You can get into a situation where you have two tables with values associated with date ranges. What’s worse, those date ranges don’t necessarily have to align, which can make joining them a seemingly complex task, but it is surprisingly simple when you learn how to think of overlapping date ranges, along with this relatively simple T-SQL join pattern.
What’s the problem?
If we put the two tables next to each other on an imaginary horizontal axis representing the dates, they look something like this:
Suppose table A contains something that we want to distribute to table B (which has a higher granularity), or vice versa.
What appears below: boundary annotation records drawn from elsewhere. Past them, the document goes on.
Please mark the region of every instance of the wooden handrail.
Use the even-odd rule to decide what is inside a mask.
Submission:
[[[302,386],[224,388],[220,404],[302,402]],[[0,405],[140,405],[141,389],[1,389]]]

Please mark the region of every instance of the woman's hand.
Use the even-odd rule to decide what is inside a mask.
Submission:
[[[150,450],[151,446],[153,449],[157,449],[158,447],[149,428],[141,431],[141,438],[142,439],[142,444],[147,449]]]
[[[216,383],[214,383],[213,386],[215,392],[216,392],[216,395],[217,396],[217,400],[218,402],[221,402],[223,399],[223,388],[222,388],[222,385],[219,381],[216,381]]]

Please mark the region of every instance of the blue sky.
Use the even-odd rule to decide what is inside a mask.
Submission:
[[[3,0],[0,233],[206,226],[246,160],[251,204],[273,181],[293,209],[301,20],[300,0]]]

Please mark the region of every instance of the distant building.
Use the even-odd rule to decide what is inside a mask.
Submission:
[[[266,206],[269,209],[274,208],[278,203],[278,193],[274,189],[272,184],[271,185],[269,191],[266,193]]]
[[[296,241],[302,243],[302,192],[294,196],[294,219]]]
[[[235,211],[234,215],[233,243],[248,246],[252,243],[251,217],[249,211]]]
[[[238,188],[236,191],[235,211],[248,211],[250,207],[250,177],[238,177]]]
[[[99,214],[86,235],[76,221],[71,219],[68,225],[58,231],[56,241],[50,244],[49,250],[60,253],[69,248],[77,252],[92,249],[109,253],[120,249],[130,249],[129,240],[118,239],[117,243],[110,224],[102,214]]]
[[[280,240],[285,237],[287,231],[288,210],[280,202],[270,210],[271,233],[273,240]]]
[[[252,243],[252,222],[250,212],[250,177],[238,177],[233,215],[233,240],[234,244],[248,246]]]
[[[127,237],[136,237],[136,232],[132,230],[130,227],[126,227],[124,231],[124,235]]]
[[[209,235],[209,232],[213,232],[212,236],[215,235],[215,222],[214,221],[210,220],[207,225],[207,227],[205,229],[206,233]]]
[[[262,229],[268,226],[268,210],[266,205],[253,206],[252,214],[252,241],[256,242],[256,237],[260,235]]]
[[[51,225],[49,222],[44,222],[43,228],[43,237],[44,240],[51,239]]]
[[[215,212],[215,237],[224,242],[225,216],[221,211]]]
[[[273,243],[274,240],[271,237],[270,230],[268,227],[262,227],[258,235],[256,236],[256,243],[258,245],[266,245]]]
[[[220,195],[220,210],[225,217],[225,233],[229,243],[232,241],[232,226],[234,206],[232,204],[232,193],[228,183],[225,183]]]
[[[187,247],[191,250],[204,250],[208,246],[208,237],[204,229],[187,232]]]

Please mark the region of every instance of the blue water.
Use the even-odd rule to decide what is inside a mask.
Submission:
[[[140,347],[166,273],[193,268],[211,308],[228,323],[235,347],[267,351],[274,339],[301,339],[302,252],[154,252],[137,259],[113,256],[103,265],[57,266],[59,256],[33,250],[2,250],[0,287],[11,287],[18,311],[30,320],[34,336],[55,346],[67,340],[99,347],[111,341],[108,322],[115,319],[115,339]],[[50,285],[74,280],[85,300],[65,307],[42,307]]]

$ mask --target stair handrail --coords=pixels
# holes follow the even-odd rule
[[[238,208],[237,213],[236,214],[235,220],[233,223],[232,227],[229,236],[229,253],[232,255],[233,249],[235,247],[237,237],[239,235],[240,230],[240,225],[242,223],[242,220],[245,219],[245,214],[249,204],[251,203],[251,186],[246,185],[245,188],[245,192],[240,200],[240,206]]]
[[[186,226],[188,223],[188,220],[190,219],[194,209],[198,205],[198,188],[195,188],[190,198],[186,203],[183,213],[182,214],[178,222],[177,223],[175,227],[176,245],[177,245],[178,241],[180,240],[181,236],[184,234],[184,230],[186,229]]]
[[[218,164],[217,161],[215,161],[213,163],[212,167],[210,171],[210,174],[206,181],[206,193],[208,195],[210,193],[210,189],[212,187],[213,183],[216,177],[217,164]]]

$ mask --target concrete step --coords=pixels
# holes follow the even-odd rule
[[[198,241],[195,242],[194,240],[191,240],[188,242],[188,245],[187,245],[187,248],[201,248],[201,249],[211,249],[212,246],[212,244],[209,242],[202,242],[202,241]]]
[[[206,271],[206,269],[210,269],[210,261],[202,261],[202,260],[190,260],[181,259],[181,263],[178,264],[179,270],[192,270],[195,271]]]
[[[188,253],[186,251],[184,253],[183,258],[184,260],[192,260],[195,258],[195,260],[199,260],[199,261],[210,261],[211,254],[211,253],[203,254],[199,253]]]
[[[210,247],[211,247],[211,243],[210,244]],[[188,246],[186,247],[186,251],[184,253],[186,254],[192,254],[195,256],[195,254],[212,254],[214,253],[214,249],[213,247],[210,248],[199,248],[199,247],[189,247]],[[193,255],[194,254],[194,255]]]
The first step in doing that is to translate which ranges of table A overlap (i.e. intersect) table B:
Some test data
Let’s create two test tables, one with monthly sales numbers and one with weeks.
DROP TABLE IF EXISTS #months, #weeks;
CREATE TABLE #months (
startDate date NOT NULL,
endDate date NOT NULL,
monthName nvarchar(100) NOT NULL,
unitSales numeric(12, 2) NOT NULL,
PRIMARY KEY CLUSTERED (startDate)
);
INSERT INTO #months
SELECT mo,
DATEADD(month, 1, mo),
DATENAME(month, mo)+N' '+STR(YEAR(mo), 4, 0),
ABS(CHECKSUM(DATENAME(month, mo)))%10000
FROM (
SELECT TOP (12) DATEADD(month, ROW_NUMBER() OVER (ORDER BY (SELECT NULL))-1, {d '2023-01-01'}) AS mo
FROM sys.objects
) AS m;
CREATE TABLE #weeks (
startDate date NOT NULL,
endDate date NOT NULL,
weekName nvarchar(100) NOT NULL,
PRIMARY KEY CLUSTERED (startDate)
);
INSERT INTO #weeks
SELECT wk,
DATEADD(day, 7, wk),
N'Week '+CAST(DATEPART(isowk, wk) AS nvarchar(10))+N', '+STR(YEAR(wk), 4, 0)
FROM (
SELECT TOP (52) DATEADD(day, 7*ROW_NUMBER() OVER (ORDER BY (SELECT NULL))-7, {d '2023-01-02'}) AS wk
FROM sys.objects
) AS m;
Defining an overlapping range
If you’re joining two unknown range sets, there are four scenarios you can run into:
Comparing start-to-start and end-to-end does not really give us the answer we’re looking for. Let’s instead go back to the basic definition of what makes one range intersect the other.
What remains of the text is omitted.